WAAB, the same article notes that the declaration of anathema by a Pope basically counts as an implied piece of infallible teaching, as by doing so it satisfies the conditions of defining a doctrine of faith and/or morals that must be held (contra to the anathema) by the whole church, thus also satisfying the condition that the Pope is speaking in his office as shepherd and teacher of all Christians, and by virtue of his supreme apostolic authority.
We know of notorious cases where a Pope declared something anathema and then had to reverse later, of course (such as declaring acceptance of any Latin translation other than a particular one just made to be anathema–and then discovering that the translation was in significant error somewhere, requiring an updated reprint for the new translation!)
But if that’s true, then papal anathemas don’t necessarily hold; but if papal anathemas don’t necessarily count as infallible teaching, then anything similarly meeting the conditions doesn’t necessarily count either.

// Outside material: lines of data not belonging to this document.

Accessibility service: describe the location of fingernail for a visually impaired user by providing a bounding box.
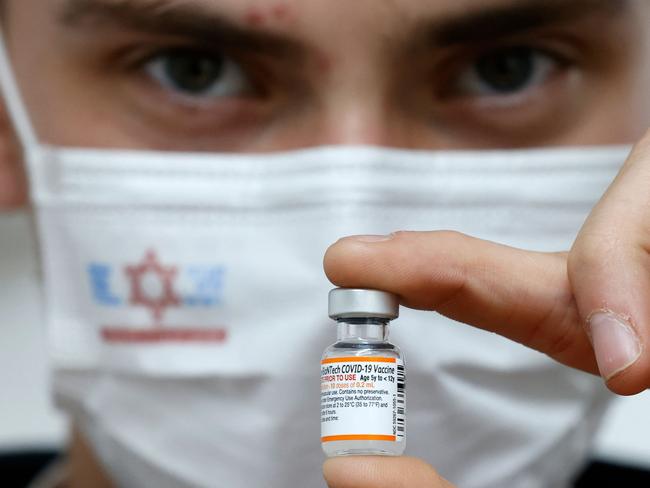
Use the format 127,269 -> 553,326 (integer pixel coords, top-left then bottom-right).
348,234 -> 395,243
587,312 -> 641,381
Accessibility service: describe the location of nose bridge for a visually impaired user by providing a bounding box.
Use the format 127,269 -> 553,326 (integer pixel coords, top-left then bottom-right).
320,55 -> 394,145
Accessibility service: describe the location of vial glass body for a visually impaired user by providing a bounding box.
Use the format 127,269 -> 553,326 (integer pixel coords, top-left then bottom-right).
321,318 -> 406,456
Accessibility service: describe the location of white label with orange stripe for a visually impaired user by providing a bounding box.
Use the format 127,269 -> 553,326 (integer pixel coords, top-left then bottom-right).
321,356 -> 405,442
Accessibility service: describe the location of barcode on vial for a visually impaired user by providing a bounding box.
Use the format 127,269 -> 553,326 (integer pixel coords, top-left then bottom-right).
397,364 -> 406,439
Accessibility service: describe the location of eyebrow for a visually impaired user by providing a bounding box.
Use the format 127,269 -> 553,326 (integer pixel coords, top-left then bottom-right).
418,0 -> 629,47
58,0 -> 304,59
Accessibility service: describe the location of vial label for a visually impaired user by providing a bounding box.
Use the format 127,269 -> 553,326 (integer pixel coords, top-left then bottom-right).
321,357 -> 406,442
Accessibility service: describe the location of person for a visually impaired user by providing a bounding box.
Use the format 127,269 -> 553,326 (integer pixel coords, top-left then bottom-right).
0,0 -> 650,488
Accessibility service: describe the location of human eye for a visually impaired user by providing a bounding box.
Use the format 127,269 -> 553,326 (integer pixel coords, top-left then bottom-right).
449,46 -> 564,97
142,48 -> 251,104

Alex, nifty though that is (a Pope on Twitter feed!!–who would have thought I’d live to see the day…), it isn’t any different than the standard Arm doctrine in itself. The “redeem” language sounded more interesting earlier, because the RCC has previously held assurances much like Calvinists about the assurance of salvation for those whom God has redeemed (which is where the Calvs historically traced their emphasis through). But I can’t find anything in the Catechism indicating those whom God redeems He will surely save into the life of Christ.